During the last two decades, New Orleans has concentrated its container terminal activities across town from France Road at the Napoleon Avenue Container Terminal on the Mississippi River, which has a minimum draft of 45 feet.
New Orleans port officials are working with the Big River coalition to seek funding for deepening the lower river’s navigation channel. Congress authorized deepening to 55 feet in 1986, mainly for bulk carriers, but has not funded the dredging.
The Napoleon Avenue terminal has handled ships of more than 9,000 20-foot-equivalent units, although most ships calling at New Orleans and other Gulf ports are in the 3,500- to 6,500-TEU range.
With a small expansion two years ago, the terminal now has design capacity to handle 640,000 TEUs a year. Port officials say the site has full build-out capacity to handle 1.5 million TEUs annually.
Projects in the pipeline would add about 200,000 TEUs of annual capacity. The port has applied for a $64 million capital outlay from the state to help fund the addition of a third berth to the Napoleon terminal. Planned work will include demolition of a transit shed, rebuilding and strengthening of a wharf, and the addition of two gantry cranes.

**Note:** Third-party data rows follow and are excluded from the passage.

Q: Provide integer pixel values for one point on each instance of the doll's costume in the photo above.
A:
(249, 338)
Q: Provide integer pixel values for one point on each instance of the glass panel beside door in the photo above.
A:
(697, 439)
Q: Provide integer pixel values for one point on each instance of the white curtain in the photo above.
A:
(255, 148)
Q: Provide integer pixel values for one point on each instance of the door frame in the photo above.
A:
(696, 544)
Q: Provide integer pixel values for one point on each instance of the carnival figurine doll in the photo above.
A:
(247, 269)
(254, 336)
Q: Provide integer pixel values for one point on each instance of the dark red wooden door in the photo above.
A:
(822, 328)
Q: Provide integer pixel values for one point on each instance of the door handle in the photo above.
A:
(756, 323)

The existing terminal has six dockside gantry cranes.
A $26 million project was launched in December to redevelop a railyard adjacent to the Napoleon terminal into an intermodal container transfer facility.
The rail terminal will be operated by New Orleans Terminal, which with Ports America operates the Napoleon container terminal. It will serve the six Class 1 railroads serving the port.
New Orleans bills itself as the nation’s most intermodal port, with ship, barge, rail and highway connections, and containers are only one facet of its cargo base. Breakbulk shipments of steel and nonferrous metals, produce, coffee and machinery also are important commodities.
Poultry and meat exports have been on the rise, aided by the opening in 2012 of the $40.3 million Riverfront Cold Storage Facility on the Henry Clay Avenue Wharf, less than a mile upriver from the Napoleon terminal. The facility is the largest blast-freezer operation in the Northern Hemisphere, and supports container and breakbulk shipments.
Steel imports softened early last year, dipping 7 percent to 1.2 million tons during the first eight months, compared with 1.29 million tons in January-August 2012, port authority statistics show. However, steel shipments picked up noticeably during the last quarter of 2013 and the first weeks of this year, port spokesman Matthew Gresham said.